The Garden Suburb Theatre (GST) is a friendly and welcoming amateur theatre company.

We are a registered charity promoting involvement in the Dramatic Arts in North London. We welcome anyone who wishes to learn more about drama, either by participating in or coming to watch one of our diverse programme of shows.

Review

Unlike the towns and cities beyond the capital, London doesn't afford much in the way of an amateur theatre scene, given the huge concentration of professional shows available. However, that does not mean that people in other professions who have a passion for theatre are excluded. Up steps the Bridewell Theatre: home to many an amateur group and right now, host to GST as they present Shakespeare's Hamlet.

From the outset, it's clear that director Nick Hastings has something to say about a man lost at sea. Taking our seats, we see a dumb-show of Hamlet (Steven Maddocks) aboard the ship-like set playing chess against his father before being left alone to finish the final king-killing move. There is both jubilation at the short-term gain, followed by deep despair at the enormity of the loss, a theme that reappears throughout.

The spirit of Hamlet's father appears in the guise of four cloaked and masked figures who, with ghostly breathing and unified speech, make a formidable apparition. Underscored by some stormy-weather sound effects and suitably low lighting, it allows the audience to appreciate Hamlet's fear.

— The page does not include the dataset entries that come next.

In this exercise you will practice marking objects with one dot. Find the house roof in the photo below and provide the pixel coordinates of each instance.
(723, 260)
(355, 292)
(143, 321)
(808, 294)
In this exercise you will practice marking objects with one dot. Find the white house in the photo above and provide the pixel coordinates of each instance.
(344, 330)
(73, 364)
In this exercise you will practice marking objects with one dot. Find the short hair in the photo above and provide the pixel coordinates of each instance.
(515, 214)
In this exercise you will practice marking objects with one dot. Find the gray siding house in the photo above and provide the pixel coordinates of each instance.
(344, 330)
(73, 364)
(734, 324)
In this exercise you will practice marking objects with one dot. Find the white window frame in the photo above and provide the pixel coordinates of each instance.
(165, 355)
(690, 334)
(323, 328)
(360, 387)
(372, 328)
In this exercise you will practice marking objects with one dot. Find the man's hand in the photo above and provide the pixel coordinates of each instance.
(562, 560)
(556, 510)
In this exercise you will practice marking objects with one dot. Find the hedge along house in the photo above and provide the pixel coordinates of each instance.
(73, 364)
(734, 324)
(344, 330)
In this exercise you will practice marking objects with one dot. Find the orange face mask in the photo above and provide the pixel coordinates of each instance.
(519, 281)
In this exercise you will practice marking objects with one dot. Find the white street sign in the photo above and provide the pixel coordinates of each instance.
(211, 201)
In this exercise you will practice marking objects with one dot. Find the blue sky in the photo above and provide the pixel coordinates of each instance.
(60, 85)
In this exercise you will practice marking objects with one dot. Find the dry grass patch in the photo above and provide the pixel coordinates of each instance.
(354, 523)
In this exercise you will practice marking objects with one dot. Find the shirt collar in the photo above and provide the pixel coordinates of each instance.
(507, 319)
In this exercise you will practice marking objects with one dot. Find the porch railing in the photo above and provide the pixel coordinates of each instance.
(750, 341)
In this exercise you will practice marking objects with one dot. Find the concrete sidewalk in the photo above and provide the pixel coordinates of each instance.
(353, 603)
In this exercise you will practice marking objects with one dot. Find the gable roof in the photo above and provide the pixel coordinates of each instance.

Such dramatic scenes are nicely balanced by those of the court, where we meet the demure Gertrude (Miriam Hoenig) and the haughty Claudius (Jon Musker). Musker is a strong presence on stage and reminiscent of a broader Tim McInnery as the smug king. Hoenig does well to keep her regal place until she unravels in a touching moment when Gertrude shares an understanding look with Ophelia (Emma Jane Sullivan), who is then dragged into the water by beckoning spirits.

Being an amateur company, there are some performances which lack confidence but, in all fairness to the company, every role was carried out with conviction. Edward Smith, as a commendable Horatio, could afford to relax into the role, with a little less reactional gesturing and expression. Some of the younger characters are played by older actors and whilst this can be overlooked to a degree, the casting of Rosencrantz and Guildenstern doesn't quite fit the bill being as they are "of so young days brought up with" Hamlet. For the older characters, however, there are great moments of comic timing. Ian Grant excels as Polonius, the bumbling old man desperate to interpret a relationship between the young prince and his daughter. The performers are clearly comfortable with the comedic aspects. Frank Turnbull and Mark Overall bring the gravediggers' scene to life (there's a pun there somewhere) whilst nicely setting up the following burial scene with a few handfuls of dry ice.

There is some good work from the central performers. Sullivan creates an Ophelia that is pushed from pillar to post by suitor and father alike and, with some nice costume design, leads us through her mental decline. Despite a raspy voice, Maddocks annunciates clearly and demonstrates a good knowledge of his words though should heed his own advice in speaking lines "trippingly on the tongue" or having "a fellow whipped for o'erdoing" a role. There are times when all of the performers stray into "overplaying" territory and, as spacious as the Bridewell is, there is still plenty of scope to explore subtleties. The space includes a balcony which is made full use of to give considerable visual depth, and works particularly well with the ghost scenes.

The set itself is an incredible achievement and is one place where a well-funded amateur company such as this has advantage over the on-a-shoestring-budget semi-professional/fringe theatre productions. David Rance and Jo Eggleton-Rance have created a ship-like platform of sails and timbers, which doubles for the court throne room as well as opening a section for the gravediggers.

The production is, as you would expect with Hamlet, not over in the blink of an eye. I did feel that it could have been tightened up a bit. Although Hastings included Claudius' often-cut confession scene (strongly performed by Musker), I had little issue with his version, but would instead like more pace within some of the scenes. This could be helped by varying the emotional level more during the soliloquies and exploring some less obvious choices for the characters. Overall, there are some wonderful moments and the final showdown impresses with a dangerous-looking sword-fight between Hamlet and the aggrieved Laertes (adeptly played by Shane Sweeney).

As an amateur production, this does have its limits - but with those in mind, the company thoroughly deserved the warm reception it received from the audience.